In this case, plaintiff has brought an assumpsit action against defendant for $2,331.25, representing the amount of damage to plaintiff’s premises allegedly insured against windstorm *258and hail damage by an insurance policy issued by defendant to plaintiff. In defendant’s answer to plaintiff’s complaint, under the heading of counterclaim, defendant pleads:
“Counterclaim
“By way of further answer and defense, the Defendant alleges the Plaintiff is indebted to it upon the following cause of action:
“11. The Plaintiff, Dominick Caprari, is indebted to the Defendant, Insurance Company of North America, in the sum of $350.51 by virtue of judgment in favor of Insurance Company of North America and against Dominick Caprari entered November 23, 1964 in Municipal Court No. 2, Marion County, State of Indiana in an action captioned ‘Insurance Company of North America vs. Dominick Caprari, Cause No. R 38902’. A copy of certified copy of said judgment is attached hereto, made part hereof, and marked Exhibit ‘A’.
“Wherefore, Defendant demands judgment against Plaintiff in the sum of $350.51 with interest from November 23, 1964 and costs of suit.”
Plaintiff filed preliminary objections to defendant’s counterclaim, namely, a motion to strike the counterclaim, stating as the reasons therefor that “said Counterclaim violates the Rule of Court and the Statutes of the Commonwealth of Pennsylvania which require that all civil cases involving an amount in controversy which is less than $2,000 must first be submitted to arbitration”.
Plaintiff’s argument brief identifies the statute and court rule here at issue as the act approved June 16, 1836, as amended June 14, 1952, P. L. (1951) 2087, 5 PS §1, et seq. and Luzerne County Rule 260(a) adopted pursuant to said act. In substance, this rule requires that all civil cases which are at issue, when the amount in controversy shall be of $2,000 or less, *259with certain exceptions not applicable here, shall first be submitted to, and heard by, a board of arbitration.

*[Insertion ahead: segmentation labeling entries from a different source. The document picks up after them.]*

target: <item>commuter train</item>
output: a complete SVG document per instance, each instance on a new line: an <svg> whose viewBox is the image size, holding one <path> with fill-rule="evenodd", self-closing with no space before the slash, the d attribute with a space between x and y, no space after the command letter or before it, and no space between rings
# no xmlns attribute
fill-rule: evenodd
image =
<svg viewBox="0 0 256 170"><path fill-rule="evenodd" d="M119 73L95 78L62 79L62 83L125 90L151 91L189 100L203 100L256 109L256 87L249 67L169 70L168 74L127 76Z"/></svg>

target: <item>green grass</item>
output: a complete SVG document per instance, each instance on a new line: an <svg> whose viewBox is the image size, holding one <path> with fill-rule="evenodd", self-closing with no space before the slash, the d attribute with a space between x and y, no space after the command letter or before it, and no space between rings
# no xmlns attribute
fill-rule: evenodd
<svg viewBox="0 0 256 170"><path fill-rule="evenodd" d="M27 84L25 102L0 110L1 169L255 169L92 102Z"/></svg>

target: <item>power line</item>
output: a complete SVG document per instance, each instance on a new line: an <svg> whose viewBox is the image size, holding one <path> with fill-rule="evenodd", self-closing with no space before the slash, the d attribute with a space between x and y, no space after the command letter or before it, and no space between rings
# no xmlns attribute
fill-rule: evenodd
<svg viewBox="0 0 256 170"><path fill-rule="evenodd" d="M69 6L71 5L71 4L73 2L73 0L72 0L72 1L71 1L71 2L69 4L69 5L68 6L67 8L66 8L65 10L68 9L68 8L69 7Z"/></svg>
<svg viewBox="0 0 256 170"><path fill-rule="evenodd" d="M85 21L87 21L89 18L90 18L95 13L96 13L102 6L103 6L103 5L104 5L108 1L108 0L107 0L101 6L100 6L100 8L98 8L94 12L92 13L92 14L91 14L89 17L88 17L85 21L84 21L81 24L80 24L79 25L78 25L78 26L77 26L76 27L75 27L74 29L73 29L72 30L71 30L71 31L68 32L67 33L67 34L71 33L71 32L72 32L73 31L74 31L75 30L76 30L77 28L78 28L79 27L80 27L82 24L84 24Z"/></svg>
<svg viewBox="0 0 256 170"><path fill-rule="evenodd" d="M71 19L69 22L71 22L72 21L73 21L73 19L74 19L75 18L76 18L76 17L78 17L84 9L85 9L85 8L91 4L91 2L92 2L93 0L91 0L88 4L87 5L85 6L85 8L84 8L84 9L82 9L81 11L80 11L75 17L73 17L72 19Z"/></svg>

Plaintiff does not question the propriety of defendant’s counterclaim on any basis other than the amount thereof, and, thus, our consideration will be limited to that particular feature. The jurisdiction of the court of common pleas attached when plaintiff filed his complaint. Pennsylvania Rule of Civil Procedure 1019(e) permits the pleading of a judgment of a foreign court in the manner utilized by defendant.
It appears to the court that defendant could not circumvent the mandate of local rule 260(a) if it were filing an action as plaintiff to recover the sum of $350.51, and it is precluded from doing so by way of counterclaim in this action. Plaintiff cites Swan v. Malishiski, 47 Luz. 35 (1957), in support of its motion. The general subject of jurisdiction under the arbitration statute and local rules has been ruled upon in Koch v. Carroll, 48 Luz. 189; Pettine v. Patterson 18 D. & C. 2d 436, and Shalamanda v. Laudeman, 18 D. & C. 2d 734. These decisions, while not ruling upon the precise point here at issue, clearly demonstrate that the jurisdictional amount determines the forum in which a claim shall originally be heard, and that the courts cannot deviate from this standard. See also Smith Case, 381 Pa. 223.
Defendant maintains in its reply brief that consideration of the implications of res adjudicata or collateral estoppel should prevail over the plain language of the statute and the local rule. However, in this brief, defendant admits that neither of these issues have arisen in the matter now before the court. Suffice to note at this time that the court in Pettine v. Patterson, supra, found no obstacle to assigning five separate actions for damages arising from a collision of automobiles to either arbitration or jury trial on the basis of the amount involved in each case,
*260Plaintiff’s motion to strike defendant’s counterclaim will be granted.
Order
The counterclaim filed by defendant in this action is stricken.